Black women younger than 50 years would be eligible for germline testing under the current National Comprehensive Cancer Network guidelines, updated this year, Pal noted.
What Was the Most Surprising Finding?
The high rate of mutation frequency — 15.3% with germline pathogenic or likely pathogenic variants detected on genetic testing — was “quite high,” Pal said. “This has also been seen in some other studies, but it tells us that HBC testing is just as important in Black women as it is in other populations, and possibly even more important.”
What Are the Potential Practice-Changing Implications?
The study is a call to action for more aggressive germline testing for breast cancer variants in Black women, Pal said.
She also explained additional steps that need to be taken after testing.
“Testing itself is not going to improve outcomes,” she said. “It’s what you do about it that’s going to improve outcomes. So once you test, we need to make sure that these patients are getting the correct information and sometimes genetic counseling.”
If testing identifies people at risk, “we need to make sure that we’re providing them with care or else it’s not going to help them,” Pal added. In patients with a confirmed diagnosis of breast cancer, genetic testing can guide targeted therapies and also calculate future cancer risks.
When patients receive genetic testing, it creates “a tremendous opportunity to spread this information so their relatives can benefit as well,” she noted.
“Those things need to be discussed and disseminated across families or at least we need to help with doing that and inform our patients about that,” explained Pal.

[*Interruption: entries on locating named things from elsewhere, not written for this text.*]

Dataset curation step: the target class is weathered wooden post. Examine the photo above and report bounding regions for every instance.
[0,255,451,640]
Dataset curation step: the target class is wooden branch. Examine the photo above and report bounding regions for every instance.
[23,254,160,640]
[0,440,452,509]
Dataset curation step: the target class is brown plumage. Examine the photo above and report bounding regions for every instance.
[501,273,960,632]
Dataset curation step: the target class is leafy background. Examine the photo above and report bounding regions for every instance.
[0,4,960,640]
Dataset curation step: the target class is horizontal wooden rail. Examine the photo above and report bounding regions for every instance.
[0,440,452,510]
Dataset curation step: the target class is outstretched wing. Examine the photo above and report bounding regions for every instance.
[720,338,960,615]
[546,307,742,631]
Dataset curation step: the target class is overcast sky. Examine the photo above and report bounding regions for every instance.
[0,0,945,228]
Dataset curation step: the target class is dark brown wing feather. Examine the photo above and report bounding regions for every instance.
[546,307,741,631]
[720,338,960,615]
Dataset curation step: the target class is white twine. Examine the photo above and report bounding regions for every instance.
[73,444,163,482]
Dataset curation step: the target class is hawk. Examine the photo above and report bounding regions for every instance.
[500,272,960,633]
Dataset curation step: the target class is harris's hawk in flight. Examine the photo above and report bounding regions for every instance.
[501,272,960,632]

The study results also expose a gap in Medicare coverage that breast cancer advocates are trying to address. Medicare does not provide coverage for additional breast cancer screenings or risk-reducing surgeries for women aged 65 years or older, a policy the hereditary cancer advocacy group FORCE is attempting to correct with legislation.
Commentary
The study findings add important population-based data on the role of hereditary risk and breast cancer in young Black women, said Allison W. Kurian, MD, MSc, director of the women’s clinical cancer genetics program at Stanford University in Palo Alto, California.
“The fact that they are population-based means that they are representative of the average young Black woman with breast cancer and thus a very useful reference point,” she said. “The key takeaway is that pathogenic variants in cancer risk genes are common in young Black women with breast cancer, clinical features of the cancers are similar to those in other groups, and appropriate genetic testing is crucial to enable optimal care.”
Kurian agreed with Pal’s assessment that Black women aged 50 years or younger with invasive breast cancer meet national guidelines for genetic testing. Her own group’s large population-based study found that Black women are substantially less likely than other women to get medically indicated genetic testing.
Pal and Kurian reported having no relevant financial relationships.
Richard Mark Kirkner is a medical journalist based in Philadelphia.